松永和紀blog

科学情報の提供、時々私事

「ヨウ素摂取のため、おにぎりに海苔を巻く」情報の無責任

2011-03-16 14:52:07 | Weblog

 インターネットにさまざまな情報が溢れ、大きな混乱が起きているようだ。

 福島第一原子力発電所の事故による放射線漏れにかんして、「ヨウ素剤が効く。ヨウ素剤がなければ、ヨウ素が入っているうがい薬を飲めばいい。ヨウ素が多く含まれる昆布や海苔を食べるのもいい」などの説が氾濫している。

 ラジオで、チェルノブイリの事故の時に現地支援した医師が、「避難所のおにぎりに海苔を巻いてあげるだけで、子供への放射能被爆被害が軽減される」という趣旨を発言したそうで、生態学関係者のメーリングリストでも「TVに映るおにぎりに海苔が巻かれているか、注目しているところです。もし、避難関係に近い方がこれを読んでおられたら、ぜひ、担当の方にもお伝えしてみてください」という情報が流れている。

 

 とんでもない話だと私は思う。

 

 たしかに、事故で放射性ヨウ素が大量に空中に拡散し体の中に取り込んでしまう恐れがある場合、医師の指示に従ってヨウ素剤を予防的に飲むことに意味はある。放射性ヨウ素は甲状腺に蓄積し甲状腺がんなどのリスクを上げるため、あらかじめ放射線を発しない安定ヨウ素剤を服用し甲状腺に満たしておいて、放射性ヨウ素を取り込む量をできるだけ抑えるのだ。

 だがまず、現在は放射性ヨウ素が大量拡散している、という状況にはないし、そうした事態を招かないように関係者の懸命の努力が続いている。それに、安定ヨウ素剤の効果があるのは放射性ヨウ素に対してのみで、ほかの放射性物質には効かない。さらに、40歳以上については、放射性ヨウ素による甲状腺がん等の発生確率が増加しないため、安定ヨウ素剤を服用する必要はない、逆に言うと40歳以上は安定ヨウ素剤を飲んでも意味はない、とされている。

 ヨウ素剤を服用する場合も、放射性ヨウ素を体に取り込んでしまう直前、または直後に新生児で12.5mg、13歳以上40歳未満で100mgを1回に摂取するとされている。一方、食品中のヨウ素含有量はそれぞれ100gあたり、「あまのり焼きのり」2.1mg、「まこんぶ素干し」240mg、「カットわかめ」8.5mg(食品成分データベースより)。
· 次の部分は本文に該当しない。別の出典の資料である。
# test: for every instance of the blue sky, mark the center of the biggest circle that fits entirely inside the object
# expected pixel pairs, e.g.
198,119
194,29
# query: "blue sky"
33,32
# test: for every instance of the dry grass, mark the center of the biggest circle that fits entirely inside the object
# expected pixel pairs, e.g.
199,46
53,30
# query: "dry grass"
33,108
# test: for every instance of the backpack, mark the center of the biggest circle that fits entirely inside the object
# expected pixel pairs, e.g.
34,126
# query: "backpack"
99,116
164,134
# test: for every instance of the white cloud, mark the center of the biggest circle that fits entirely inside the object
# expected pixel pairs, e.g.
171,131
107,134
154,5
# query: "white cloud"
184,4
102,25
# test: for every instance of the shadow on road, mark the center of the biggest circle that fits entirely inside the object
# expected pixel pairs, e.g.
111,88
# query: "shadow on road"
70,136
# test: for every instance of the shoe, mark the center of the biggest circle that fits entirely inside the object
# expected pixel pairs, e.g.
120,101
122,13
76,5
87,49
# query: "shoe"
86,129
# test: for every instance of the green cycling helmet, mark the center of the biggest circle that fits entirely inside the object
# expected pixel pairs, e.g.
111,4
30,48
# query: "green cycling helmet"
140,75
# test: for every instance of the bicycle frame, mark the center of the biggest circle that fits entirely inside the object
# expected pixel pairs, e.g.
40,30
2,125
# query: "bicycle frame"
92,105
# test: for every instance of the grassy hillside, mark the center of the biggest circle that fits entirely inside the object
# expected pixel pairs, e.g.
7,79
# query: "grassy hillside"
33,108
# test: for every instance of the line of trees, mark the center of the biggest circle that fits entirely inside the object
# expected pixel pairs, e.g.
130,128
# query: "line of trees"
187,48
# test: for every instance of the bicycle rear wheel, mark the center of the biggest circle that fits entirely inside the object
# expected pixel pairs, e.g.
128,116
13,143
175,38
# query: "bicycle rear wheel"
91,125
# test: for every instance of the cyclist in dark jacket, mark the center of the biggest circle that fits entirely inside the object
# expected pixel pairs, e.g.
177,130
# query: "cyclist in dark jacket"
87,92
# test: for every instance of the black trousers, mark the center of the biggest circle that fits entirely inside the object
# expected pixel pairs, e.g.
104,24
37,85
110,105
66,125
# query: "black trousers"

昆布や海苔などを1度に100gも食べるのは不可能であり、消化吸収に時間もかかり効果を期待できない。

 安定ヨウ素剤摂取の意味、食品からの摂取の問題点等については、原子力安全委員会原子力施設等防災専門部会の「原子力災害時における安定ヨウ素剤予防服用の考え方について」でも説明されている。

 

 国や県が万一に備えて安定ヨウ素剤を備えることに意味はある。しかし、おにぎりに海苔を巻いても食べても摂取できる量はごくわずかでしかない。「おにぎりに海苔を巻くだけで、子供への放射能被爆被害が軽減される」という言い方を完全否定はできないが、その効果は限りなくゼロに近い。
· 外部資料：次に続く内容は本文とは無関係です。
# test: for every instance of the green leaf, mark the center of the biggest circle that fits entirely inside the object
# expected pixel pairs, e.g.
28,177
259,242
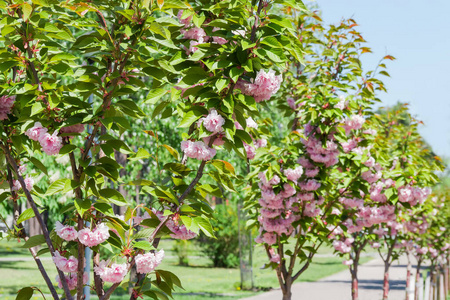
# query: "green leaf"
113,196
34,241
170,277
67,149
172,151
144,245
25,293
205,226
164,193
221,83
57,186
141,154
223,166
27,214
82,205
37,163
177,168
154,95
190,117
27,9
 なのに、避難所で懸命に炊き出しをしている人たちが「おにぎりに海苔を巻けない。子どもたちを救えない」などと思ってしまったら、これほど不幸なことはない。海苔を探して回り、貴重なガソリンを消費したり体力を消耗したり、というような事態もあってはならない。

 

 ヨウ素摂取は、過剰摂取を引き起こしやすい元素でもある。実際に、昆布の摂り過ぎによる不調や健康食品、サプリメントによる健康被害も報告されている。現在、ネット上では健康食品販売会社が「放射能を抑えるサプリ」などと宣伝しているが、惑わされるべきではない。

 

 うがい薬については、説明する必要もないだろう。ヨウ素の含有量は少なく、飲んだ場合の安全性など確認されていない。独立行政法人放射線医学総合研究所が「ヨウ素を含む消毒剤などを飲んではいけません -インターネット等に流れている根拠のない情報に注意-」を出している。
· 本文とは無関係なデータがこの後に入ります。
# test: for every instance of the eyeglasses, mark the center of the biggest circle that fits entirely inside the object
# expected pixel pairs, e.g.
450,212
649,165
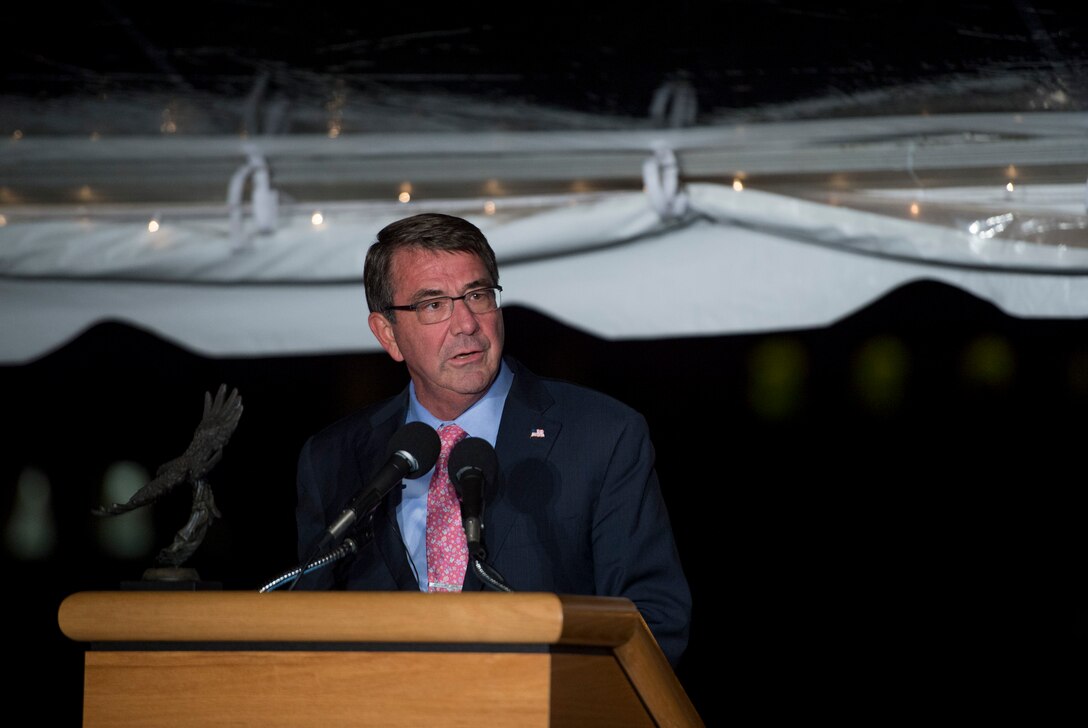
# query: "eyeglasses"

 なぜ、多くの人たちが無責任に情報を流してしまうのだろう。「一歩立ち止まってゆっくり考えること、調べること」を肝に銘じたい、と改めて思う。巨大地震と大津波で多くの人たちの命が奪われ、何十万人もの人々が避難生活を余儀なくされている。原子力発電所の事故が、社会を大きく揺るがしている。身を切られるような辛さを感じるが、でも、私は生きている。私にできることを粛々と実行するしかない。